I think performance testing is a very overloaded term. It can mean a lot of different things ranging from how fast responses come back, to how well things scale with increasing usage, to many other stress or speed related tests.
The way I approach performance testing in an API is similar to the way I approach all my testing, which is to say holistically. There are many great tools that can help with performance testing an API, but you really don’t need to go there right away.
Just the other day, I was testing an API that allowed you set a display of items as selected or not. The API calls were not the fastest, but they really weren’t that slow. That is they weren’t that slow until you looked at how long it took for the user to be able to interact with the list. You see, each item on the list made it’s own API call, and so if you had say, 100 items on the list, you would have to wait for 100 API calls to resolve before you could interact with the last item. This caused a performance issue. Not so much because the API calls were too slow, but because the way the API was being used by the client did not give the necessary responsiveness.

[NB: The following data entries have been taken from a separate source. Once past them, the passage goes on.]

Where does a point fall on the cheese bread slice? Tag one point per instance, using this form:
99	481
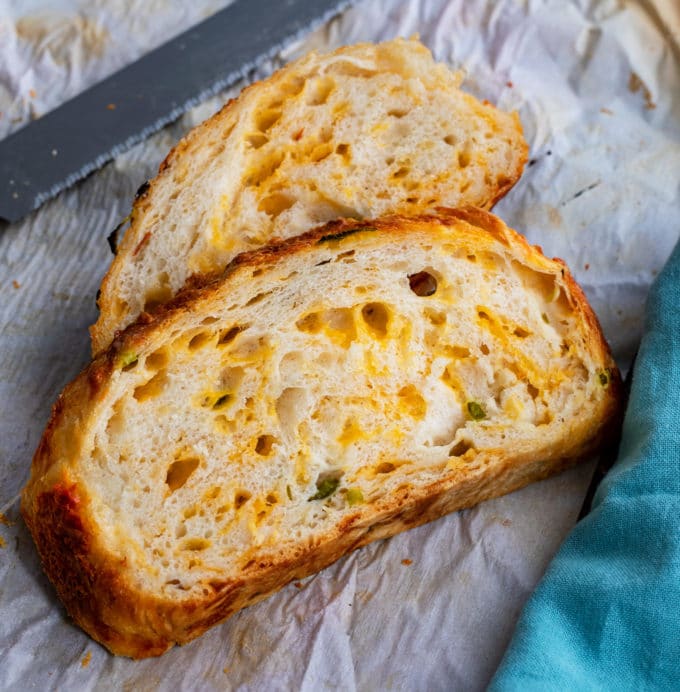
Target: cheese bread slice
327	391
361	132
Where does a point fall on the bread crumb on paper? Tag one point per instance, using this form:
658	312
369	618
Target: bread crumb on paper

The point being that you can’t just find performance issues, by checking how fast API responses come back or by looking at how many calls per second you can send to the API. Those may be important things to check, but there is a holistic approach that needs to come into play with performance testing as well. How is the API used and can it support a valuable end user experience? To me this is the crucial question we need to start with and then we can use tools to help us along the way. We can create automated performance tests and use stress and load testing tools to help us keep things where they need to be in terms of the ongoing performance of different aspects of the system. We can also use tools like these to help us figure out and understand where issues are coming from, but we need to always keep in mind the end goal. The user doesn’t care about how many milliseconds it takes for your API call to return. They care about how quickly they can do what they want to do. Make sure your API performance testing is in support of that!